夢というのは一体なんだったんだろうか。
いつ夢を見なくなったのだろうか。気付けばもう年齢だけが過ぎてしまっていた。
夢というのは目標だ。
生きる指標というのは暗闇の中を照らす灯りだ。
夢というのは暗闇の中を照らす灯りで、それをあざ笑う人間はニヒルぶった暗闇を彷徨う蛆虫と同じだ。
よく覚えているのは幼稚園の時に夢を描くという題材で僕は何かに遠慮して「宇宙飛行士」と描いてしまったことがあった。本来の夢は「世界を旅してまわる人間」だった。
そんなものは幻想だと頭の中で思っていた。食い扶持の無い自分のやりたいように生きる人間なんてのを憧れに描いてしまうことはとても恐ろしいことのように思えた。

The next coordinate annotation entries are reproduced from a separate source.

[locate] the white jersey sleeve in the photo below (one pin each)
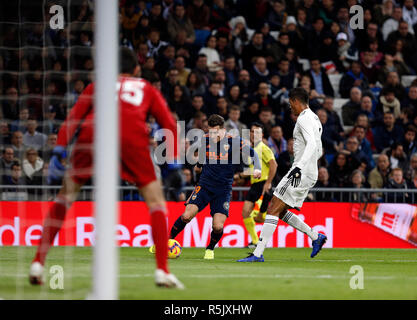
(307, 145)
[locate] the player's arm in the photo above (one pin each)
(272, 171)
(78, 112)
(310, 147)
(308, 135)
(160, 110)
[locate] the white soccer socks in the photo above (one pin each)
(294, 221)
(268, 229)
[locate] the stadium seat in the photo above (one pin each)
(274, 34)
(406, 80)
(305, 63)
(337, 106)
(335, 81)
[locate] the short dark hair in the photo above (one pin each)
(216, 120)
(299, 94)
(127, 60)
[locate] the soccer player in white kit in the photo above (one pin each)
(294, 187)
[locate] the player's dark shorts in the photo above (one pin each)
(255, 193)
(219, 201)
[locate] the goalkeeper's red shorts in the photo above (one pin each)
(136, 165)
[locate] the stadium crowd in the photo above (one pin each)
(236, 58)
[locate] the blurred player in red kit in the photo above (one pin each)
(137, 99)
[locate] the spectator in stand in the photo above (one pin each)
(369, 68)
(170, 82)
(222, 107)
(197, 122)
(251, 113)
(231, 71)
(366, 37)
(358, 181)
(411, 99)
(364, 145)
(286, 75)
(332, 141)
(234, 97)
(199, 14)
(378, 176)
(366, 108)
(393, 83)
(6, 161)
(213, 59)
(179, 102)
(195, 84)
(413, 169)
(33, 138)
(389, 103)
(266, 117)
(277, 15)
(254, 49)
(183, 72)
(154, 42)
(340, 171)
(10, 105)
(5, 134)
(285, 159)
(49, 123)
(21, 123)
(351, 108)
(387, 133)
(319, 79)
(333, 118)
(32, 167)
(156, 20)
(165, 61)
(233, 126)
(406, 34)
(263, 97)
(15, 177)
(17, 145)
(202, 70)
(277, 142)
(409, 141)
(396, 181)
(363, 121)
(179, 21)
(397, 157)
(220, 77)
(245, 84)
(210, 98)
(355, 156)
(323, 182)
(353, 78)
(47, 152)
(260, 71)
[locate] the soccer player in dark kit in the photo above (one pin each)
(216, 178)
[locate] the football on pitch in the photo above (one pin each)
(174, 249)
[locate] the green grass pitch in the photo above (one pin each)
(287, 273)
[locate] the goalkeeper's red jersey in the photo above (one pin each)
(137, 99)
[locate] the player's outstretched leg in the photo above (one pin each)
(318, 239)
(152, 193)
(216, 234)
(268, 229)
(51, 226)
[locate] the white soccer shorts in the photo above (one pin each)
(294, 197)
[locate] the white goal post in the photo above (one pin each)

だから「この年齢の子ならこんなの描くだろう」くらいのつもりで「宇宙飛行士」と描いた。
大人になった今となればどっちの方がなりづらいかで言えば宇宙飛行士の方がなりづらいのである。
そして、そういう比較的なりやすい「旅人」の夢から逃げた幼稚園児は、夢を語ることから逃げた大人に変わり果ててしまったのだ。

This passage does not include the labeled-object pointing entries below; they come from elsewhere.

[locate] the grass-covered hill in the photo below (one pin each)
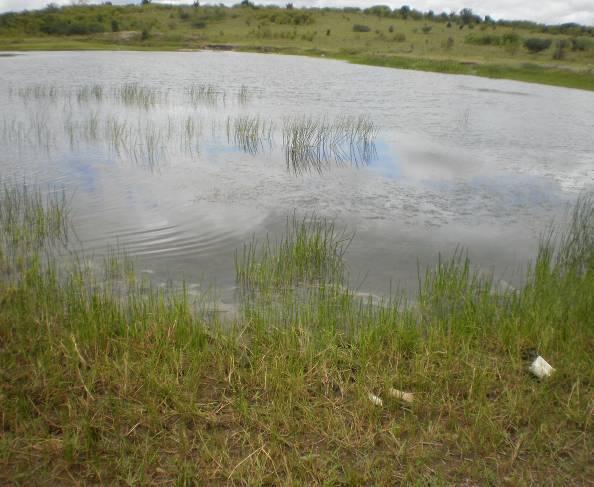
(463, 43)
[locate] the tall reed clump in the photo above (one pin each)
(310, 251)
(205, 94)
(137, 95)
(249, 133)
(29, 220)
(311, 143)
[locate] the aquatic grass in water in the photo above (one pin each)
(91, 370)
(137, 95)
(249, 133)
(30, 222)
(204, 94)
(311, 144)
(310, 251)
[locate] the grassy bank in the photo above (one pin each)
(561, 55)
(106, 379)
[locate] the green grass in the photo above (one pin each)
(491, 50)
(107, 380)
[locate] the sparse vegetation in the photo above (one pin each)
(301, 31)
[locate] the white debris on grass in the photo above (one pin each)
(541, 368)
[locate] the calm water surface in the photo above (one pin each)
(485, 164)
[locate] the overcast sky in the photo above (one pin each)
(548, 11)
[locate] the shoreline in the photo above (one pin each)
(525, 72)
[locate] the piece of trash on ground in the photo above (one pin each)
(401, 395)
(375, 399)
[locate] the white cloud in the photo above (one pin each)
(548, 11)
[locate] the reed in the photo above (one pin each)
(312, 144)
(137, 95)
(204, 94)
(310, 251)
(249, 133)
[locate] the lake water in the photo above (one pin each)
(140, 142)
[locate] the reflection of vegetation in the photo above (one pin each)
(308, 143)
(108, 378)
(249, 133)
(310, 251)
(418, 38)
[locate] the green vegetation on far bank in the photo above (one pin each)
(459, 44)
(105, 379)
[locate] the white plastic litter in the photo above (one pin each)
(375, 399)
(541, 368)
(401, 395)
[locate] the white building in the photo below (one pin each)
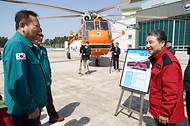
(128, 40)
(156, 3)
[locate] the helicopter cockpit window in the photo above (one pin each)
(89, 25)
(104, 25)
(97, 25)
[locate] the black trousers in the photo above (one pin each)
(22, 120)
(116, 63)
(188, 105)
(50, 107)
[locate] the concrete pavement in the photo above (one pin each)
(91, 100)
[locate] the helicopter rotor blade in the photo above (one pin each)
(125, 2)
(44, 5)
(68, 16)
(123, 24)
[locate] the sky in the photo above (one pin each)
(54, 27)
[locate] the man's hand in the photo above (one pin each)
(35, 114)
(163, 120)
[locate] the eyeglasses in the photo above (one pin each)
(41, 35)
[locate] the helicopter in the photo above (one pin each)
(94, 28)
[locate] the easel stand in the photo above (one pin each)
(130, 103)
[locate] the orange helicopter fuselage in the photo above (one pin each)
(98, 34)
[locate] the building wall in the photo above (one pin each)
(165, 11)
(75, 46)
(154, 3)
(178, 31)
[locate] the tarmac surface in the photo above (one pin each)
(91, 100)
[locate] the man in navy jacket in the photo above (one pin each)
(115, 55)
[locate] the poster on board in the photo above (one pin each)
(136, 71)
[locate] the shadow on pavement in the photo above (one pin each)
(81, 122)
(134, 106)
(68, 109)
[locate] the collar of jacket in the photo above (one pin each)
(153, 58)
(25, 40)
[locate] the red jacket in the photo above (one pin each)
(166, 87)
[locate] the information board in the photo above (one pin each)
(136, 70)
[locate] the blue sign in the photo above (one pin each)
(136, 71)
(186, 6)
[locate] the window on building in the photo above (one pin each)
(129, 36)
(130, 46)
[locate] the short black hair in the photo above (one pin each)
(24, 15)
(159, 34)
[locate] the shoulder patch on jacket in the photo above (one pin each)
(166, 59)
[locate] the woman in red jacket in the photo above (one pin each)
(166, 86)
(4, 117)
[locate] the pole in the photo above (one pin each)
(80, 67)
(119, 103)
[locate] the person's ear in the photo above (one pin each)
(22, 25)
(163, 43)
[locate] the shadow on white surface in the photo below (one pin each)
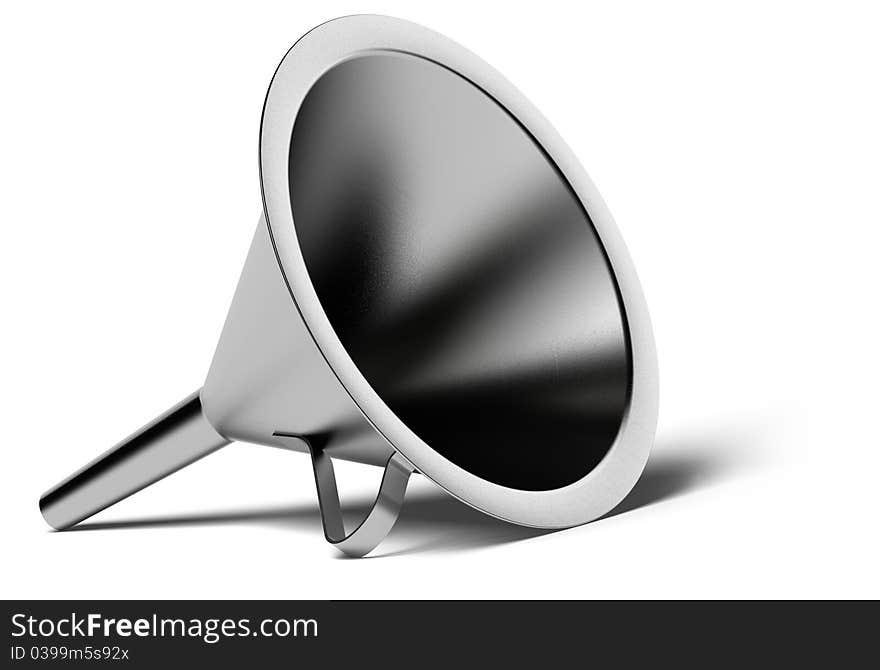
(433, 521)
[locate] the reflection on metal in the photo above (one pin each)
(434, 283)
(382, 515)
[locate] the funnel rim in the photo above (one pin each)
(309, 59)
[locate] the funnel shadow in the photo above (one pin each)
(433, 521)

単なる自己否定が齎すものは賢者などではなく、只の臆病者だった。
「夢を教えてください」という言葉を聞く度にしかめっ面していたのは、その日の自分を睨み付けているからだった。
大人になった今ではわかる。
なんとか自分の力で折りたたんでやるのが本当になすべきことなんだ。
現実とかいうものは見つめれば見つめるほど頭のおかしくなる産物なんだから、それを人が過ごしてどうやるかを思うより、まずは自分が生きてどうやるかを考えなければ、そんなもの取り込まれてしまうに決まっているんだ。
そして、夢を忘れてはいけない。
故に、夢は叶えなければならない。
そしてその夢が叶ったなら、今度は別の夢を見ることを忘れてはいけない。
そして、俺はもう一度夢を見ることは出来るのか。
いや、見るのか。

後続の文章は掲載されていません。